Institut für Integrierte Systeme
Integrated Systems Laboratory
Department of Information Technology and Electrical Engineering
VLSI II: Design of Very Large Scale Integration Circuits
227-0147-00
Exercise 2
Introduction to Innovus
Prof. Dr. H. Kaeslin
Dr. N. Felber
SVN Rev.:
Last Changed:
1751
2016-09-16
Reminder:
With the execution of this training you declare that you understand and accept the regulations about
using CAE/CAD software installations at the ETH Zurich. These regulations can be read anytime at
http://eda.ee.ethz.ch/index.php/Regulations.
1 Overview
This exercise will allow you to see a completed back-end design flow of an actual manufactured
ASIC, and get familiar with the back-end tool that we use, Innovus (formerly SoC Encounter) of
Cadence Design Systems. It is meant as an introduction to the back-end design flow. We will cover
the individual steps of the back-end design flow in a series of exercises. The Exercise 5 will cover
preparation of input files and Floorplaning. Power analysis and IR drop effects will be discussed in
Exercise 6 and 7, and the placement and routing steps will be the topic of Exercise 8. Finally, in
Exercise 9 we will see chip finishing steps.

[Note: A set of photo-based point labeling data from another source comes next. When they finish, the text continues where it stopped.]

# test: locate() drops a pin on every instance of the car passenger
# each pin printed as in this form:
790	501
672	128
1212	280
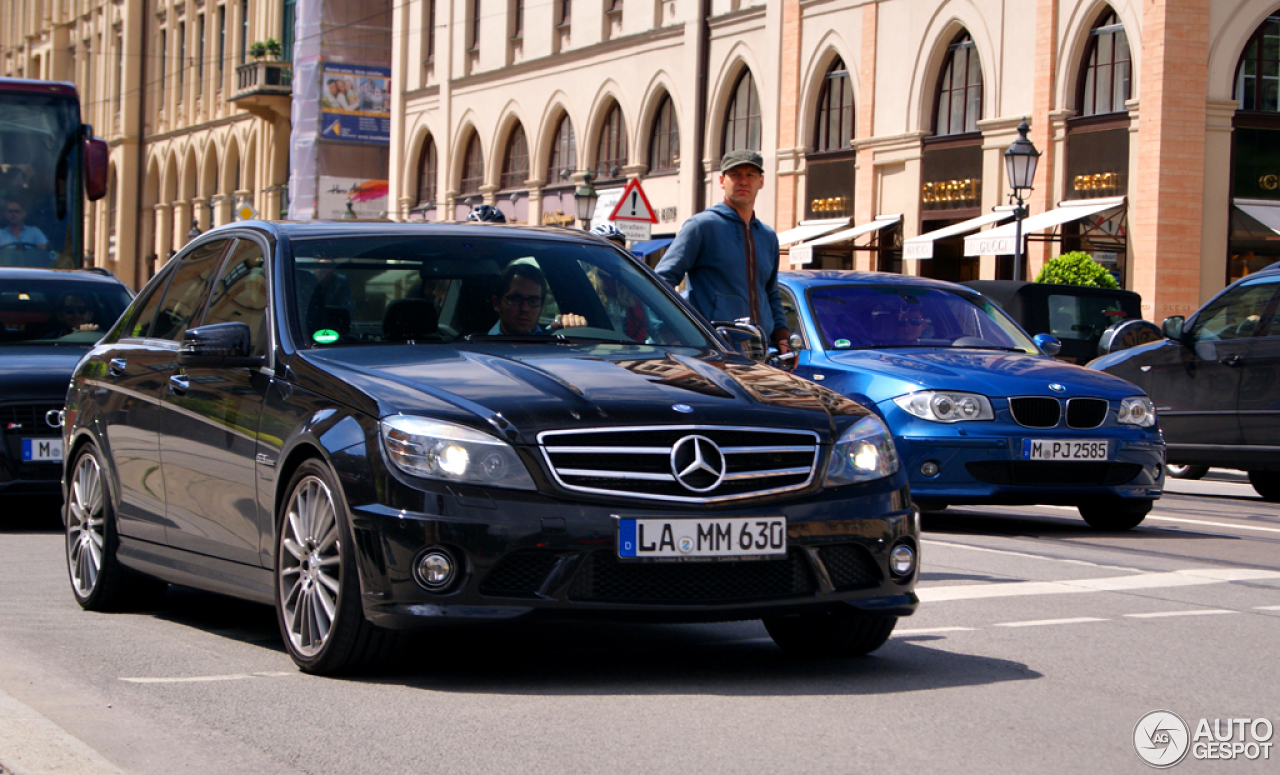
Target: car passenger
520	301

It is the end product of these exercises that you will see
today.
Student Task: Parts of the text that have a gray background, like the current paragraph, indicate
steps required to complete the exercise.
2 Using Innovus
First a warning: Innovus is a state-of-the-art EDA package used in the industry. It contains many
features that we will not require (or we have not yet included in our design flow), don’t be overwhelmed
by them.
To get familiar with Innovus, let us take a look at a completed design first.
Student Task 1:
• Copy the files required for this exercise by using the following command:
/home/vlsi2/ex02/install_ex02
• This should create a directory named ex02/ . Enter this directory and start cockpit:
cd ex02
icdesign umcL65 &
• Start Encounter/Innovus using cockpit.
You will see an xterm and the Innovus GUI appear. The xterm contains the console for Innovus. While
the GUI looks fancy, you will be using the console more than you think. Make sure that it remains
accessible and visible at all times1 . Figure 1 shows the main Innovus window with the most important
functions highlighted2 .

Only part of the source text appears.